Target Black Couples in Insurance Ads

In the past there seem to have been commercials with black people in them, but that were targeted at a white consumer. Lately, there have been more commercials featuring black people who are actually targeting a black consumer. Many of these commercials are for some type of insurance and usually feature a funny narrative around the black working class couple. This couple is characteristically made up of one black male and one black female. The humor comes the recognizable tension between the black man who has made some type of mistake and the black woman who scolds him for not knowing better like she does.

By portraying the black couple, these car insurance ads put black people in the domestic and personal sphere. Rather than showing them individually or together as a supportive unit, they are shown together in contrast to each other. As we see in this first advertisement for Esurance, the black elderly man is trying to give some advice while the elderly black woman is beside him shaking her head.

 Although the black man in this insurance commercial was portrayed as being right in choosing the right insurance, other insurance commercials featuring black couples push the black male into the position of “loser”. Loser is a term used in “The Male Consumer as Loser” by Michael Messner and Jeffrey Montez de Oca. The “losers” are men who are “always on the cusp of being publicly humiliated” (Messner and Montez de Oca 1887). In this second ad, we see the husband figure being positioned as the dumb loser who has let the power of Progressive insurance go to his head.

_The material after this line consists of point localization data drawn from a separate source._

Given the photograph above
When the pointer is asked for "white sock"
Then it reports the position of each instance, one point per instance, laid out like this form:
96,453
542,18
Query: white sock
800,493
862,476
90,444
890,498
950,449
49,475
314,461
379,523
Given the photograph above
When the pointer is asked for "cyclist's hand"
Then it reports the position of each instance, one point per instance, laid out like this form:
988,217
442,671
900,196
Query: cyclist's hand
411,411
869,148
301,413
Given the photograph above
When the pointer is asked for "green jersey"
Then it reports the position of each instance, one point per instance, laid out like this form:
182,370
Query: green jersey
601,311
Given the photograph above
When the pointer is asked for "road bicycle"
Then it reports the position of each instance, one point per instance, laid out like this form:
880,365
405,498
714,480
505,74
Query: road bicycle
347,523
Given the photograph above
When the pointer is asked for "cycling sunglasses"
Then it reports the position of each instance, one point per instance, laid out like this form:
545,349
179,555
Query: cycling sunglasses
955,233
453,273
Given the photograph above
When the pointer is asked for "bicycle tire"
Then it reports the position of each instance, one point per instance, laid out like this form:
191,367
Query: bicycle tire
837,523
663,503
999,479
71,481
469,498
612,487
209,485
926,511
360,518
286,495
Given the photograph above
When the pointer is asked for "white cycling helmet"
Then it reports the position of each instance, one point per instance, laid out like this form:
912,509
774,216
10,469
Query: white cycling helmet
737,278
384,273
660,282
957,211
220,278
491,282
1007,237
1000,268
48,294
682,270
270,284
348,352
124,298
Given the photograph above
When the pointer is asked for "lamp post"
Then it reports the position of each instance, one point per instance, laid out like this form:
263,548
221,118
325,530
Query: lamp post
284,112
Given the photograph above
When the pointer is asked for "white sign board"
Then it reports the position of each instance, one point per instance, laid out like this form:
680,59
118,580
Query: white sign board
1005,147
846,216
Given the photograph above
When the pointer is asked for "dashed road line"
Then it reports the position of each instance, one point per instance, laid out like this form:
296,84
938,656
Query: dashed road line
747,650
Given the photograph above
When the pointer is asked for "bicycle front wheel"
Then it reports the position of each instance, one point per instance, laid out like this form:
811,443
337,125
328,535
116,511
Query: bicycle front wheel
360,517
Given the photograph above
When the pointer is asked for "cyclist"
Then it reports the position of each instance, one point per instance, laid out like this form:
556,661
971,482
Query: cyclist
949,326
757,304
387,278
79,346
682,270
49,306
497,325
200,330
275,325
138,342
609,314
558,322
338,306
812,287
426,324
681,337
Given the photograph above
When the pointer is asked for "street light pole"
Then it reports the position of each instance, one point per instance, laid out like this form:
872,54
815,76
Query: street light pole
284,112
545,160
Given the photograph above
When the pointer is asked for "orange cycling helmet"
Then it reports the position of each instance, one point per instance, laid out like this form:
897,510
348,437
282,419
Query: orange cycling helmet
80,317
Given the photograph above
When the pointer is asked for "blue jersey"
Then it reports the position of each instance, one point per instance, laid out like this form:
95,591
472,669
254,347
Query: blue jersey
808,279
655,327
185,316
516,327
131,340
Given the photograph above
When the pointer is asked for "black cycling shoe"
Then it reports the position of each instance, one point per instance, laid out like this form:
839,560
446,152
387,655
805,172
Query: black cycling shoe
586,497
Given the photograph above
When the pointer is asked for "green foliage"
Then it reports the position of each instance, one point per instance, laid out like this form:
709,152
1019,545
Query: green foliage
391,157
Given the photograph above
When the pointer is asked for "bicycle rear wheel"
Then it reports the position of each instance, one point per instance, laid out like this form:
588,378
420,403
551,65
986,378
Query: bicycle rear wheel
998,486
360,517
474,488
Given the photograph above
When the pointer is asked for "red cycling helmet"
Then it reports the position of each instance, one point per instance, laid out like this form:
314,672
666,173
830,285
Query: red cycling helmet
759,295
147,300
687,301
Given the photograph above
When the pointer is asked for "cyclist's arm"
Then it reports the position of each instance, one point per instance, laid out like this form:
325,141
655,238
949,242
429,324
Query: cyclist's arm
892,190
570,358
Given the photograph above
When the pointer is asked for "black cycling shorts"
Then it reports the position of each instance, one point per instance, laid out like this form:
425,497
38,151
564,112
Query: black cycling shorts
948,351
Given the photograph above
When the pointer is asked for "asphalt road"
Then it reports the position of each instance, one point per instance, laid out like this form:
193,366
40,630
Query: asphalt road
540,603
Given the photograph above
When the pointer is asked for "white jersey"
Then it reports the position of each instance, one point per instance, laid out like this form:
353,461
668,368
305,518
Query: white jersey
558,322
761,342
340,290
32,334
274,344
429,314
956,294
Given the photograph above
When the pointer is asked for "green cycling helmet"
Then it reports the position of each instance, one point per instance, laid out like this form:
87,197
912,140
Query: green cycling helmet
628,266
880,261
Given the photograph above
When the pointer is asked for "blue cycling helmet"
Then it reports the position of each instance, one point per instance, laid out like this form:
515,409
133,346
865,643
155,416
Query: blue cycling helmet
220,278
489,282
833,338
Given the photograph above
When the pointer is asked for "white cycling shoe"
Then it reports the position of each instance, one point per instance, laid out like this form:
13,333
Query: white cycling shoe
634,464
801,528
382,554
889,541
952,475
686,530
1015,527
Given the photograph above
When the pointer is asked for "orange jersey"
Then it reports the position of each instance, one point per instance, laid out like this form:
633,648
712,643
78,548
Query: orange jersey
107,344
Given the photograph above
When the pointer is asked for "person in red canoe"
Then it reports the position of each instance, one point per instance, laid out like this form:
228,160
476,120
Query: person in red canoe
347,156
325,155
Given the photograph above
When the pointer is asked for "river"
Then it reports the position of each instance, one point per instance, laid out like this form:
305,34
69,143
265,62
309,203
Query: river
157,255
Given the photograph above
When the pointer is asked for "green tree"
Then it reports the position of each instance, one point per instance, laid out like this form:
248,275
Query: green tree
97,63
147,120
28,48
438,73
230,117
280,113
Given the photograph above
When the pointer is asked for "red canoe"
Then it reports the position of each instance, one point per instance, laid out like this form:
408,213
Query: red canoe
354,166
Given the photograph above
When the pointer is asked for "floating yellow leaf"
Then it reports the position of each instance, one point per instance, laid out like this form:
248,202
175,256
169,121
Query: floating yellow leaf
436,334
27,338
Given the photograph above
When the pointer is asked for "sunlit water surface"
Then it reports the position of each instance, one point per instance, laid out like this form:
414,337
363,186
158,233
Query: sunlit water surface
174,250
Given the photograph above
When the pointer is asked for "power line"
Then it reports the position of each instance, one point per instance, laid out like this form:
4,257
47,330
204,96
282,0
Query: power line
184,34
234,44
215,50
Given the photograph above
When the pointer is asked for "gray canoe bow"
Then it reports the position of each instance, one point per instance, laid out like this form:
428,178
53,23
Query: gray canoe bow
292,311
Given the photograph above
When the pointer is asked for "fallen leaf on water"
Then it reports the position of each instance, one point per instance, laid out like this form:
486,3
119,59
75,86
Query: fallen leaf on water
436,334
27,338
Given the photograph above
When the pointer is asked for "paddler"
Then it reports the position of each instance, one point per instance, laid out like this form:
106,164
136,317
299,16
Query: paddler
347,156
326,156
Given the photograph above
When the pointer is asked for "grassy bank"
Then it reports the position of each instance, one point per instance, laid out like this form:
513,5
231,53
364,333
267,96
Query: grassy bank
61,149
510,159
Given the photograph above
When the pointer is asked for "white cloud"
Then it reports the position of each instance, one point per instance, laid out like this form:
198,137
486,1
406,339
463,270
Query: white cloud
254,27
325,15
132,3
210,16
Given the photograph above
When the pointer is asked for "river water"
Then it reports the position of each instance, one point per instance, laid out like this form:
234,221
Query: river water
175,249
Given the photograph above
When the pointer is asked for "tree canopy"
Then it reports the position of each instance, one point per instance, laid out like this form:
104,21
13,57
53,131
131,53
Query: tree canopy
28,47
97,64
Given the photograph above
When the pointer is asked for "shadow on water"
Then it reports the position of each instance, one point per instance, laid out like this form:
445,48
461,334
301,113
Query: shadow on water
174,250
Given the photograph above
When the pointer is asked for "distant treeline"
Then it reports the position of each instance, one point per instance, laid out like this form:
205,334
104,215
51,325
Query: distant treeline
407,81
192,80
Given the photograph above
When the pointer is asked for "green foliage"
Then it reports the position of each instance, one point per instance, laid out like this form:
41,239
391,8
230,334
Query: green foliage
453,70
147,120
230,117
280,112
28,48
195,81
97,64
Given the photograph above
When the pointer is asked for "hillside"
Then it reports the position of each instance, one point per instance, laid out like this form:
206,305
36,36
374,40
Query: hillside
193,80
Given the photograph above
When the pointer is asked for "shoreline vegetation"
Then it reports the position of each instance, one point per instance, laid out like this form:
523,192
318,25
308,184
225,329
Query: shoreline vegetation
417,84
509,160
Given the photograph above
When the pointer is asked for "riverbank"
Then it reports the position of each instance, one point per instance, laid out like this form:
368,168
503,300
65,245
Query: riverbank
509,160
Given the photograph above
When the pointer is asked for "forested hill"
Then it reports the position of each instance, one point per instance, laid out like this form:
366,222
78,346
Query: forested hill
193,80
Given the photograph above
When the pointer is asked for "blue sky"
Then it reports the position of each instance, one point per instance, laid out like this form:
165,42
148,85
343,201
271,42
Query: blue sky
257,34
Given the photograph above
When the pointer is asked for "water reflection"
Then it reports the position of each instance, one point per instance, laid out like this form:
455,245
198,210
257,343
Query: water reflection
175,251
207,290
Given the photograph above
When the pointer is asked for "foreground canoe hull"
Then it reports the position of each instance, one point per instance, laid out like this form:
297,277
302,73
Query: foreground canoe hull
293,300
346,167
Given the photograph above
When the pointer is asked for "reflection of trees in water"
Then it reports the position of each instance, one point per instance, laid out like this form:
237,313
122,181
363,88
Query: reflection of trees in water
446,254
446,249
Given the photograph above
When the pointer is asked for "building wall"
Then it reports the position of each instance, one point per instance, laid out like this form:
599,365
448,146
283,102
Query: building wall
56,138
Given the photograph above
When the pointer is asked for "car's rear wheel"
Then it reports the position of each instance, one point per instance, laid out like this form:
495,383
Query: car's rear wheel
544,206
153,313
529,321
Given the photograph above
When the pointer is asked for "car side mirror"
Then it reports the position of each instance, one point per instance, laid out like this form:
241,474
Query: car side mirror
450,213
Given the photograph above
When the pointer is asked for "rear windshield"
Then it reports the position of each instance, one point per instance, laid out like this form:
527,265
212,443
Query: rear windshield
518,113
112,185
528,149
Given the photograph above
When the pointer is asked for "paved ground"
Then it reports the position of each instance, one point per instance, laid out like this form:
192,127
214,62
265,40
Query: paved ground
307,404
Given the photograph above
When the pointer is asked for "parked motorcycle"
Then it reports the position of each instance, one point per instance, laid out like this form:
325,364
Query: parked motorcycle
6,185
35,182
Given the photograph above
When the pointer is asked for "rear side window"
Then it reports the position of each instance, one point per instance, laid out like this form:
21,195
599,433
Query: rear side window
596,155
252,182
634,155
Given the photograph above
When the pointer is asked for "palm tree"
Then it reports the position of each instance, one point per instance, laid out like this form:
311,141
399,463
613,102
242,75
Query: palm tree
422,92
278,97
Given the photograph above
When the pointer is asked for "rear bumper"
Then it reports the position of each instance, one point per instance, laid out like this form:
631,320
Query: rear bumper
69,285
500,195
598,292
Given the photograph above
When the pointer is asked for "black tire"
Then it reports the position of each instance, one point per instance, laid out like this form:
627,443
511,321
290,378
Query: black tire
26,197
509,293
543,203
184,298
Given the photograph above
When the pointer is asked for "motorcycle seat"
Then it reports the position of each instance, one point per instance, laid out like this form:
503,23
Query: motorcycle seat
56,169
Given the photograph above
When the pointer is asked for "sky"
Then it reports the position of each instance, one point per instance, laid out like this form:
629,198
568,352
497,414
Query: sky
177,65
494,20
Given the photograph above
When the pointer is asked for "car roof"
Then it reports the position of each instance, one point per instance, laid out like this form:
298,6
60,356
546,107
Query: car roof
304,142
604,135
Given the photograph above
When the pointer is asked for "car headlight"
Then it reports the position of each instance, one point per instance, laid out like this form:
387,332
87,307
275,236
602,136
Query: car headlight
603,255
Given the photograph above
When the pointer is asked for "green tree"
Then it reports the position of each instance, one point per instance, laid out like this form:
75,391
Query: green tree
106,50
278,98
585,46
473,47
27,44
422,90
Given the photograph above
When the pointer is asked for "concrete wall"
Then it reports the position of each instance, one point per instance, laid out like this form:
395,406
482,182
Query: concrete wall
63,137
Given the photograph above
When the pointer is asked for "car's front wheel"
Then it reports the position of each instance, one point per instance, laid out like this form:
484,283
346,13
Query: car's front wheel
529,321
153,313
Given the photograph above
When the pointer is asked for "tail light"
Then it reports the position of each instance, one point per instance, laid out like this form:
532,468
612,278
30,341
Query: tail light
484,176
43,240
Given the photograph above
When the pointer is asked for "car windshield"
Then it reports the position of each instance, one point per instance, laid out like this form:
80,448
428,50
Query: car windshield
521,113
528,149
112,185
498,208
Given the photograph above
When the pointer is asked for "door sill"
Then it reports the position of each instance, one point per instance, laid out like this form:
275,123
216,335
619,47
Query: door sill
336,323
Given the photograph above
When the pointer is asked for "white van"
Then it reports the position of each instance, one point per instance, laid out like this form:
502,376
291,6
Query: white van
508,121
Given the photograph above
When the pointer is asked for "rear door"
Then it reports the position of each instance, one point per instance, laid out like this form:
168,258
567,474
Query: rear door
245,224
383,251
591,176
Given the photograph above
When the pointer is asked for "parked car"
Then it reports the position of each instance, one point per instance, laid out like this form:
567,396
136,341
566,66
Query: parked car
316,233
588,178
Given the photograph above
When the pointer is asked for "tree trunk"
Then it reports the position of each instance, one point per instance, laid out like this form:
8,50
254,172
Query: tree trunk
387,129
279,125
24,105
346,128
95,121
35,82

The husband in this clip seems to be publicly humiliating himself by believing he can juggle chainsaws, while his wife takes on the role of the smarter individual in the couple. Although this positions the wife in a powerful role of knowing better than her husband, it also places her in the role of “bitch”. The “bitch” is a woman, usually a wife or a girlfriend, who is there to undermine individual men’s freedom” (Messner and Montez de Oca 1887). The black woman who approaches Flo comes off as a little aggressive, has a little attitude, and then goes on to spoil her husbands fun by not supporting him in juggling chainsaws.

The advertisement above positions the black man and woman in the same position as they were in the Progressive ad. The woman is again placed in the superior role to her significant other, and is nagging him for idiotically backing his car into another car. To expose the problem with these advertisements I would create a “Target Black Couples” video. In this video I would show the ads that I featured above, and then create a new advertisement making fun of these ads. The clip for the new advertisement would play off of the first Esurance advertisement. It would feature the black man talking about insurance, and then his wife would chime in and agree with what he was saying. There would then be a moment of catastrophe to emphasize the craziness of a black woman agreeing with her husband. This would be a funny spoof, and would force people to realize that having a black couple get along would not actually cause a catastrophe and is not actually that uncommon.

The “Target Black Couples” video would leave people wondering why it is so uncommon to see black couples getting along. In the chapter “Images: Producing Culture for the Market”, Arlene Davila provides an answer to this question. Davila talks about stereotypes in terms of Latinos and says that advertisers use stereotypes because they are “recognizable to the generic group” (Davila 90). Although black couples may not be in a relationship like the ones portrayed, they recognize the narrative of the tired, annoyed black woman who is too smart to be dealing with the things she has to deal with.

The worse part about the black couples portrayed in these ads is that they create a steady narrative. This idea of creating a narrative is what Robert Goldman and Stephen Papson call “ideologies” in their essay “Advertising in the Age of Accelerated Meaning”. One of the ways ads create ideologies according to the authors is by promoting normative ways of viewing the world and relationships. Both the Progressive and All State advertisements create the idea that the normal black relationship involves a man and a smarter woman who both get on each other’s nerves. The arguing and annoyance is portrayed as something normal and a part of every black couple’s relationship.

The reason these ads need to be exposed is because they create an image of what a black man, a black woman, and their relationship should look like. Someone watching these ads would assume that black males are incompetent, and black women are competent but have an attitude because of it. The normal black relationship shown in these ads is one of constant turmoil, and gives young black viewers the idea that constant bickering is okay and normal.